No perdáis de vista las caras del personal durante el numerito musical. Esas sonrisas bobaliconas, esos rostros de ilusión y entusiasmo ante una sorpresa de ese tipo, es lo que hace grande al cine. Sobre todo a un tipo de cine, el de los buenos sentimientos y los momentos maravillosos. Ése que hoy escasea tanto.

No puedo insertar el video, pero podéis verlo pinchando aquí.

Salvemos la fantasía, la imaginación, la inocencia...

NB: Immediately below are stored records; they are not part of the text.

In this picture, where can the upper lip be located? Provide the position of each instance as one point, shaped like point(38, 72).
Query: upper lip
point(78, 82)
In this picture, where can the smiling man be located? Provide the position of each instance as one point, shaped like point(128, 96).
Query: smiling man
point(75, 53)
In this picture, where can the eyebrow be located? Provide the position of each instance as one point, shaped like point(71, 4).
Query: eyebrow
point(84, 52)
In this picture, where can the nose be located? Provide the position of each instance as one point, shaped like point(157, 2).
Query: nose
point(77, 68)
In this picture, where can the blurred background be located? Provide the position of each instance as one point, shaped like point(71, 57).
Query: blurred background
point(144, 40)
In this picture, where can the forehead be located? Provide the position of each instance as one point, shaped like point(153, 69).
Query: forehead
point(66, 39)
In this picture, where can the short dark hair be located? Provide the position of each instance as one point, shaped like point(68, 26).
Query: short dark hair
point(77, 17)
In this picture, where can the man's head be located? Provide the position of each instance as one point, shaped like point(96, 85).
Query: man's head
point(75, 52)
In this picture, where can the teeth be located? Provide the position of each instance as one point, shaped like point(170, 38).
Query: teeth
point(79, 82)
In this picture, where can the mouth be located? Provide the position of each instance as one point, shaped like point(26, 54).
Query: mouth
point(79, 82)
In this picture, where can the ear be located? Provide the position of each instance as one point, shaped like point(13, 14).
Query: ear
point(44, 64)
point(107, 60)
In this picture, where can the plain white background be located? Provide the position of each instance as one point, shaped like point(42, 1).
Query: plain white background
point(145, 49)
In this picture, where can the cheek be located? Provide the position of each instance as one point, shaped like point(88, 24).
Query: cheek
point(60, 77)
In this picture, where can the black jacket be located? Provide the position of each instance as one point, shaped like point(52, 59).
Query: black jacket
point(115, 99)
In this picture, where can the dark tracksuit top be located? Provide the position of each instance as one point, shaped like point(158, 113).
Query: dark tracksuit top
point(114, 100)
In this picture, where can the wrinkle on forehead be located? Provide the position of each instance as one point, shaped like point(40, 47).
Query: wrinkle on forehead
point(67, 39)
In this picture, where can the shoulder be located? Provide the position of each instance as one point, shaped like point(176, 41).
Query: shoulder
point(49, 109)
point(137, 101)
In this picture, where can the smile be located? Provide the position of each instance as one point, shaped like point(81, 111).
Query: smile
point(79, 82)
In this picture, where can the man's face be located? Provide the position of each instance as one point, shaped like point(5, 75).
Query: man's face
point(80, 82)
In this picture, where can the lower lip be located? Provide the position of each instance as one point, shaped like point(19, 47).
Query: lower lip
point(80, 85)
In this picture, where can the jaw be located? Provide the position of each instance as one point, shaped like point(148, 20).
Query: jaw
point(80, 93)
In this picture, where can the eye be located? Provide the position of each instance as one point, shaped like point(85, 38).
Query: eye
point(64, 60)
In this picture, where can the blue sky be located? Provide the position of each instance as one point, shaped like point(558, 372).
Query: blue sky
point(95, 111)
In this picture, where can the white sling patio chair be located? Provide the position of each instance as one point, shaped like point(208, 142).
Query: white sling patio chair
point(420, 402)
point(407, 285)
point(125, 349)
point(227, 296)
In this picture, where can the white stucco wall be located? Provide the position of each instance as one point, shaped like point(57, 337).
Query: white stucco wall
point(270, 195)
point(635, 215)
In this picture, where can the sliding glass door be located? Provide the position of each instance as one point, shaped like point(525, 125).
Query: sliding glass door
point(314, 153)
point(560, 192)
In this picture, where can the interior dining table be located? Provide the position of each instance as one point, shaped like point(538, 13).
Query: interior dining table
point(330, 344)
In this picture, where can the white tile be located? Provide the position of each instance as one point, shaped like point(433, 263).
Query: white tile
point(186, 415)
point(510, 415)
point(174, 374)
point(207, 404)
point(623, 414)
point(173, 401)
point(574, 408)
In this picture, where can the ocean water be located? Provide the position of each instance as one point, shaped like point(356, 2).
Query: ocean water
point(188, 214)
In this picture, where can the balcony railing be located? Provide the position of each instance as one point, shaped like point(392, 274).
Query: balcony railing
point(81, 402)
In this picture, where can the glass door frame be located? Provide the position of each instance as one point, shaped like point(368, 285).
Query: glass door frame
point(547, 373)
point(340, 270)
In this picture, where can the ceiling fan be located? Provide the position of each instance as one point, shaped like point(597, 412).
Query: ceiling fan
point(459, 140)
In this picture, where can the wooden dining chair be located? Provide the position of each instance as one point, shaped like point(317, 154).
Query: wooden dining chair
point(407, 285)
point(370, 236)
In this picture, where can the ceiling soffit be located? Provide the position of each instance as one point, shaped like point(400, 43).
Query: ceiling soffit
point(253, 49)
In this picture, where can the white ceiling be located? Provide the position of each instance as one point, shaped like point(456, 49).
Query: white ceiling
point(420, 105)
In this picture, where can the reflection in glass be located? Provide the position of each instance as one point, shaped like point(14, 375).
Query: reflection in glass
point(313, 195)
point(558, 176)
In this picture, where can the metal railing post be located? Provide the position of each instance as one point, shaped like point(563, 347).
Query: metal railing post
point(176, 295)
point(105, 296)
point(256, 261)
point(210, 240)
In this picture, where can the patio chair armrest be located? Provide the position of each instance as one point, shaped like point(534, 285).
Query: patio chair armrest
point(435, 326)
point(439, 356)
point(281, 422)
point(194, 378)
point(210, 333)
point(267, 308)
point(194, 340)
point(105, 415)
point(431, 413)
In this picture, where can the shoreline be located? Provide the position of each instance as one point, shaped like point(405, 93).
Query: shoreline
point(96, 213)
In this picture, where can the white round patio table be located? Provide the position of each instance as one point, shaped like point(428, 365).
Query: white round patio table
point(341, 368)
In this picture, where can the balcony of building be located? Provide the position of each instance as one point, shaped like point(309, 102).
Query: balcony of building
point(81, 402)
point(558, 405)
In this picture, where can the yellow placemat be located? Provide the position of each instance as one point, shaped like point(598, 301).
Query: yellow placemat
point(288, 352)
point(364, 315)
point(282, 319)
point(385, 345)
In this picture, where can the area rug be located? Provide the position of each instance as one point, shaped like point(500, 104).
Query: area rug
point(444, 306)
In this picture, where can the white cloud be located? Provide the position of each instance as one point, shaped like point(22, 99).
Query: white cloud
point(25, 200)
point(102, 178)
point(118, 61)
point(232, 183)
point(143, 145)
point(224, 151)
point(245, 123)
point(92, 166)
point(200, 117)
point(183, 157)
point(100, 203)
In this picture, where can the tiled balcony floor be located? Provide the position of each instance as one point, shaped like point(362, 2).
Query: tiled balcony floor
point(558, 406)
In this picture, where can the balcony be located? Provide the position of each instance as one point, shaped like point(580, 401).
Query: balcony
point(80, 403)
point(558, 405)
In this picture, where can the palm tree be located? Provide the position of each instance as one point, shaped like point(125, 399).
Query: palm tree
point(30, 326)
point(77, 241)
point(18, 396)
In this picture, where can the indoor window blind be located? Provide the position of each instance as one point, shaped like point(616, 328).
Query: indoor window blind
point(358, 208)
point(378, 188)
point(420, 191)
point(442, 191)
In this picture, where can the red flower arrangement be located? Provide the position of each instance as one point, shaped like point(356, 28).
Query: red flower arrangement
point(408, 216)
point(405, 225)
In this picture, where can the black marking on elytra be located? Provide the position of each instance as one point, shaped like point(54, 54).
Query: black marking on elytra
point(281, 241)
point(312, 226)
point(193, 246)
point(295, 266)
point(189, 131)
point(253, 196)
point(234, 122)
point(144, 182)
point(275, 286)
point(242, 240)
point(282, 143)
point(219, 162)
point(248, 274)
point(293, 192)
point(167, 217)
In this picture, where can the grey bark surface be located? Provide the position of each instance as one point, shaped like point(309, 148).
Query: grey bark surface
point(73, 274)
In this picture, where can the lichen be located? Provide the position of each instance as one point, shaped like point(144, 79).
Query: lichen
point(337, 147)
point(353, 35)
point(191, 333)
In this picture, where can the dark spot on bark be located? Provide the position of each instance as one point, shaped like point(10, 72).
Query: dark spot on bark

Estoy de acuerdo con cualquier movimiento que tenga por fin salvar algo, ya sean las ballenas, la capa de ozono, la ciudad perdida de Cecil B. DeMille o la cultura de los bares. Pero por encima de esas y otras cruzadas, hay una con la que estoy especialmente solidarizado: la lucha por salvar la fantasía.
Tal vez más de un lector cierre este blog con gesto retorcido tras leer algunas de mis reflexiones, pensando cosas del tipo "¡menudo carca reaccionario y coñazo!" Pues vale. Mejor suerte con su próxima elección. Digo esto, porque reconozco que puede sonar a comentario de abuelo Cebolleta si digo que me asombra y me entristece ver por la calle a niños y niñas -ojo, "niños y niñas", nada de preadolescentes ni otras chorradas de psicología snobista-, ver a chavales, decía, con doce, once o diez años comportándose como si tuviesen quince o dieciséis. Las niñas, maquilladas al detalle y luciendo unas faldas y unos escotes que, por obstinación de la Naturaleza, aún no tienen nada que resaltar. Y ellos, bueno, ellos más chulos y machotes que John Wayne un 4 de julio.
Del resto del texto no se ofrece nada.